When 14-year-old Al Vertucci began singing with a group of friends in Brooklyn, he had no idea that 50 years later he would meticulously reassemble the sounds of their voices using Adobe Audition CC — a tool that would have seemed like science fiction back when the original recordings were pressed onto acetate discs.
The Sessions was an amateur doo-wop group that sang a cappella melodies (without instrumental accompaniment). Consisting of lead singer George Mesecke, baritone Harvey Bird, bass Joey Parisi, first tenor Walter Agaczinski, and second tenor Al Vertucci, The Sessions practiced regularly at the corner of 23rd Street and 4th Avenue in the Park Slope neighborhood of Brooklyn, New York, where an archway at the entrance of an apartment house amplified their sound. They sang almost every night, even in winter. To their delight, they began to attract a crowd. A small group of girls even became regular fans.
In 1963 the group scraped together enough money to book some recording time at Ultra-Sonic Studios on Long Island. They laid down four tracks and each band member received an acetate master of the recording session (see at right.)
Time passed, the young group went their separate ways, and that was the end of the story.
When Al reconnected with his old group recently, he learned that George, the group’s lead singer, still had the acetate records.

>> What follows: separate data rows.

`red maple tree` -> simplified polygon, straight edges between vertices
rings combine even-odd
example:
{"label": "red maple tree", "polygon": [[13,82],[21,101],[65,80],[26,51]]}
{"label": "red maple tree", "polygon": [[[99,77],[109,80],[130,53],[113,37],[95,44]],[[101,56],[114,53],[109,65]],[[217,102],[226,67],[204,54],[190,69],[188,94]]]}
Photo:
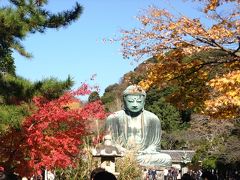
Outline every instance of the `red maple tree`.
{"label": "red maple tree", "polygon": [[2,166],[27,177],[40,174],[42,169],[74,167],[82,152],[82,139],[91,133],[88,130],[91,121],[106,117],[101,101],[69,108],[72,103],[79,102],[76,96],[90,92],[83,84],[58,99],[49,101],[35,97],[36,109],[24,120],[22,127],[11,129],[0,137]]}

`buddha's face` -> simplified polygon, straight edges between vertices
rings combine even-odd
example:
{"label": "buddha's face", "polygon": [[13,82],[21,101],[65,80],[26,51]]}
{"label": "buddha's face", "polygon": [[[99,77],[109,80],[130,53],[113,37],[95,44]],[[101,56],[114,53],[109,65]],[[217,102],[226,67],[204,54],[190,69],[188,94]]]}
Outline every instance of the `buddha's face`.
{"label": "buddha's face", "polygon": [[144,108],[145,96],[143,95],[126,95],[124,97],[125,108],[130,112],[137,113]]}

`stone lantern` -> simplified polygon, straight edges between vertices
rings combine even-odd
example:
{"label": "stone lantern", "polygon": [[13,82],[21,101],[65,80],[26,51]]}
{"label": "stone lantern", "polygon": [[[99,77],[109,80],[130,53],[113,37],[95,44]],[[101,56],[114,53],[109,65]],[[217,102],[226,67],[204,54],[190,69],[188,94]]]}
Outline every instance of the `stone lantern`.
{"label": "stone lantern", "polygon": [[101,168],[104,168],[115,176],[119,175],[119,173],[116,172],[115,159],[122,157],[123,154],[116,146],[112,145],[110,135],[104,137],[104,144],[100,144],[95,149],[92,149],[92,155],[93,157],[100,157]]}

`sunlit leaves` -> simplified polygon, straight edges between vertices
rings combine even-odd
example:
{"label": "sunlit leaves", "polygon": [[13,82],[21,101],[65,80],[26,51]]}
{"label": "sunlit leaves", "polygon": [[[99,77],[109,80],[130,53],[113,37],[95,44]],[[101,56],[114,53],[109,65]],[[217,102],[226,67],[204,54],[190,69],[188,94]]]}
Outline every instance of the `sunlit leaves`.
{"label": "sunlit leaves", "polygon": [[[171,102],[180,109],[195,108],[209,113],[215,105],[232,107],[234,103],[235,108],[239,107],[235,103],[238,101],[236,97],[223,98],[226,92],[227,96],[234,94],[230,86],[222,86],[224,91],[218,89],[216,93],[214,80],[210,80],[230,78],[227,74],[240,67],[240,4],[239,1],[204,2],[203,16],[211,23],[206,24],[203,17],[189,18],[149,7],[138,16],[142,27],[123,30],[118,40],[122,42],[125,58],[140,60],[150,56],[157,59],[157,63],[148,65],[148,75],[139,83],[142,87],[175,86],[176,92],[169,97]],[[234,83],[233,86],[236,85]],[[212,98],[220,98],[219,101],[224,103],[214,105]],[[223,109],[229,110],[226,107]],[[230,115],[233,111],[228,112],[228,115],[220,112],[218,115],[222,118],[235,117],[236,112],[235,115]],[[217,112],[210,114],[217,115]]]}
{"label": "sunlit leaves", "polygon": [[208,83],[213,88],[212,98],[205,101],[207,111],[212,115],[234,118],[240,114],[240,71],[232,71]]}

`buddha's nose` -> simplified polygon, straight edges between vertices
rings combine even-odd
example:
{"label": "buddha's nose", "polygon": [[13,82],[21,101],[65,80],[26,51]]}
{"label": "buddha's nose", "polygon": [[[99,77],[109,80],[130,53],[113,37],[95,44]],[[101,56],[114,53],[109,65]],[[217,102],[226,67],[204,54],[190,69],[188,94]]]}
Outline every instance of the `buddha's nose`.
{"label": "buddha's nose", "polygon": [[134,103],[133,103],[133,107],[135,107],[135,108],[136,108],[137,106],[138,106],[138,105],[137,105],[137,103],[136,103],[136,102],[134,102]]}

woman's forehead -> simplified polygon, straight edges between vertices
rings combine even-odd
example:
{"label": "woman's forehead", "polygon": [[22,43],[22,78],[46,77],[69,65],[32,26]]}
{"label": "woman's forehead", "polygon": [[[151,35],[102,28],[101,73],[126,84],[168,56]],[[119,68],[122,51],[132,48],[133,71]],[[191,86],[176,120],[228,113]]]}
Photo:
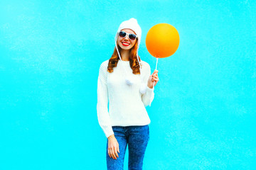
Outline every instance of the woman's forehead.
{"label": "woman's forehead", "polygon": [[122,29],[121,30],[123,30],[127,33],[134,33],[136,34],[134,31],[133,31],[132,30],[129,29],[129,28],[124,28],[124,29]]}

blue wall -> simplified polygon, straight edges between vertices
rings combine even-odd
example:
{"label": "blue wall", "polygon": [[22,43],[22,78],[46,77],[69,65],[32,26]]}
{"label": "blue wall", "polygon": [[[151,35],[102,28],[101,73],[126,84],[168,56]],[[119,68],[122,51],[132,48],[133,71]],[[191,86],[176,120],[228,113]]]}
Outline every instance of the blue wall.
{"label": "blue wall", "polygon": [[99,67],[132,17],[152,72],[147,31],[168,23],[180,35],[176,52],[159,60],[144,169],[255,169],[255,7],[253,0],[1,0],[0,169],[105,169]]}

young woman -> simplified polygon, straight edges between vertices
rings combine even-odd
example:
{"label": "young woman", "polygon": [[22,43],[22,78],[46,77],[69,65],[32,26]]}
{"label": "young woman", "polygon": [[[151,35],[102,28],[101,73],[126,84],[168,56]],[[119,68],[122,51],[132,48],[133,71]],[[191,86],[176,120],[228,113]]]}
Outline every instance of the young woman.
{"label": "young woman", "polygon": [[[138,56],[142,30],[134,18],[119,26],[111,58],[100,67],[97,112],[107,140],[108,170],[123,169],[127,146],[129,169],[142,169],[149,139],[150,119],[145,107],[154,98],[158,71]],[[108,101],[110,101],[108,110]]]}

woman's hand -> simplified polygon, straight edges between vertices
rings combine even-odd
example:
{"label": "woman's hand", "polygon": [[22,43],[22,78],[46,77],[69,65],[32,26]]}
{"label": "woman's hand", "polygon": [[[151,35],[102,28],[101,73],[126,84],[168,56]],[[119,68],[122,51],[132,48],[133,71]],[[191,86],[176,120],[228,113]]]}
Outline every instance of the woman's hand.
{"label": "woman's hand", "polygon": [[158,70],[155,69],[154,71],[154,73],[149,76],[149,80],[148,80],[148,86],[150,89],[153,89],[153,83],[155,81],[154,86],[156,85],[157,82],[159,81],[159,79],[158,77]]}
{"label": "woman's hand", "polygon": [[113,158],[114,159],[117,159],[118,153],[120,153],[119,149],[119,144],[117,142],[117,139],[115,138],[114,135],[112,135],[107,137],[108,140],[108,149],[107,152],[110,155],[110,157]]}

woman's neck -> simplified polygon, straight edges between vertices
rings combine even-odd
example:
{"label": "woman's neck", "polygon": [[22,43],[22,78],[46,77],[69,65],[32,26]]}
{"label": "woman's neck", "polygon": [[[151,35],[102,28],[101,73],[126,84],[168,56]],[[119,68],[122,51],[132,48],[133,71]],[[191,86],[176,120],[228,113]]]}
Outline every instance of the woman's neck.
{"label": "woman's neck", "polygon": [[122,50],[121,51],[122,60],[123,60],[123,61],[129,61],[129,55],[130,55],[130,50]]}

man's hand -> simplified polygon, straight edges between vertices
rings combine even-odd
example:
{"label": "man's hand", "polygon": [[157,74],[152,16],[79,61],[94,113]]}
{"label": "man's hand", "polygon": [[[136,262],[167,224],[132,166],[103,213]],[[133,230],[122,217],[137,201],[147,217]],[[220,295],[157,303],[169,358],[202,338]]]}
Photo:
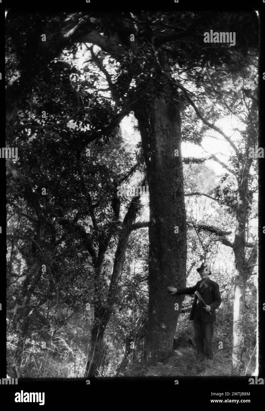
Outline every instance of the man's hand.
{"label": "man's hand", "polygon": [[170,295],[171,295],[172,294],[176,294],[177,290],[176,288],[174,288],[174,287],[168,287],[168,291],[171,292],[170,293]]}

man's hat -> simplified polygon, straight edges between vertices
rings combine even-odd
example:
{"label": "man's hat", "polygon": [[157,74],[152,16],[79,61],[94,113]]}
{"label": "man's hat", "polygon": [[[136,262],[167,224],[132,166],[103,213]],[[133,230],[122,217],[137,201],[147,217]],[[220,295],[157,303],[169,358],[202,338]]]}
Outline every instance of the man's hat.
{"label": "man's hat", "polygon": [[196,268],[198,272],[199,272],[200,270],[202,269],[203,270],[204,272],[207,274],[210,275],[212,273],[210,270],[210,264],[208,263],[202,263],[201,264],[201,266],[199,267],[198,268]]}

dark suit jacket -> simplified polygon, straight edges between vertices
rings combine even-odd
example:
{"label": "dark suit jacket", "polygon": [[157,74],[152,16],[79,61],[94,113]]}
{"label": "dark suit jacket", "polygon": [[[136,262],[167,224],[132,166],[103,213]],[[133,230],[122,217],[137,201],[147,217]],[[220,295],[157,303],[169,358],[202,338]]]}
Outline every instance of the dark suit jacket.
{"label": "dark suit jacket", "polygon": [[[216,319],[215,309],[219,307],[222,301],[220,291],[219,291],[219,286],[217,283],[213,281],[212,280],[210,280],[208,277],[203,286],[200,289],[199,288],[199,286],[200,282],[201,280],[200,280],[194,287],[178,289],[178,291],[176,294],[194,294],[195,291],[198,291],[204,300],[205,303],[207,305],[210,305],[211,309],[211,312],[212,313],[212,315],[210,315],[203,308],[203,305],[199,304],[199,307],[201,312],[201,318],[202,321],[206,323],[215,321]],[[194,318],[194,314],[197,299],[197,296],[195,296],[191,307],[190,320],[193,320]]]}

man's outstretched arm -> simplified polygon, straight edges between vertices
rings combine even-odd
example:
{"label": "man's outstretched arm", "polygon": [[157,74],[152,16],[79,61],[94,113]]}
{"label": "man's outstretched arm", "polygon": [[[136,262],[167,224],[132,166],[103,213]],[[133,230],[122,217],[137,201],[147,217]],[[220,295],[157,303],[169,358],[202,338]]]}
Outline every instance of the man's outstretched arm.
{"label": "man's outstretched arm", "polygon": [[193,287],[188,287],[187,288],[177,289],[170,286],[168,287],[168,291],[170,292],[170,295],[172,294],[194,294],[197,287],[197,284]]}

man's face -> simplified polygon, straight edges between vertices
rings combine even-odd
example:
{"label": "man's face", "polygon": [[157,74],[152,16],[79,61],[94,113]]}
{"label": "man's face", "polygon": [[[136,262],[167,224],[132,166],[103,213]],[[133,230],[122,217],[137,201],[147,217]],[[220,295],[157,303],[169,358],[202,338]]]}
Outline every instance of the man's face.
{"label": "man's face", "polygon": [[203,268],[202,270],[200,270],[199,272],[199,273],[201,276],[201,278],[202,280],[206,280],[208,278],[208,274],[207,272],[204,272],[204,270]]}

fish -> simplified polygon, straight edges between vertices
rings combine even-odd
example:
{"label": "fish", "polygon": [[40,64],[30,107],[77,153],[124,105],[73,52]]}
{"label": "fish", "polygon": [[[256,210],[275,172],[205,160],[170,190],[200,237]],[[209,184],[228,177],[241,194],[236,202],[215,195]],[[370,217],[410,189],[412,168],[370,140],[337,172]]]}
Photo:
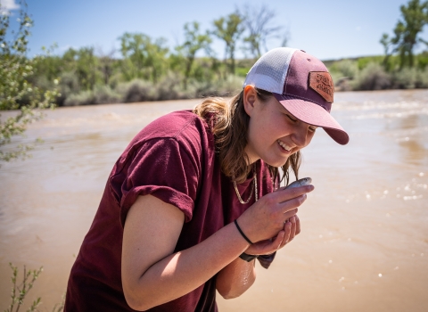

Al told George he could clean up the audio and burn new CDs for everyone.
Acetates were like disposable records: a tin disc with a thin lacquer coating into which the grooves were cut. They were used as reference records or for short-run broadcast content, such as commercials. As Al put it, "The problem with acetates is that they deteriorate very quickly. You can get maybe 10 plays out of them before you start to notice the sound going bad. Obviously, George had played his a lot more than that."
As soon as Al received the acetates, he copied the audio into Adobe Audition and got to work (see Video 1). In successive passes, he carefully removed the rumble, clicks, pops, and hiss. "It was a real blast from the past to hear our young voices, coming cleaner and cleaner as I worked on the files. It was a revelation: I never thought I would ever hear that music again," Al remembered.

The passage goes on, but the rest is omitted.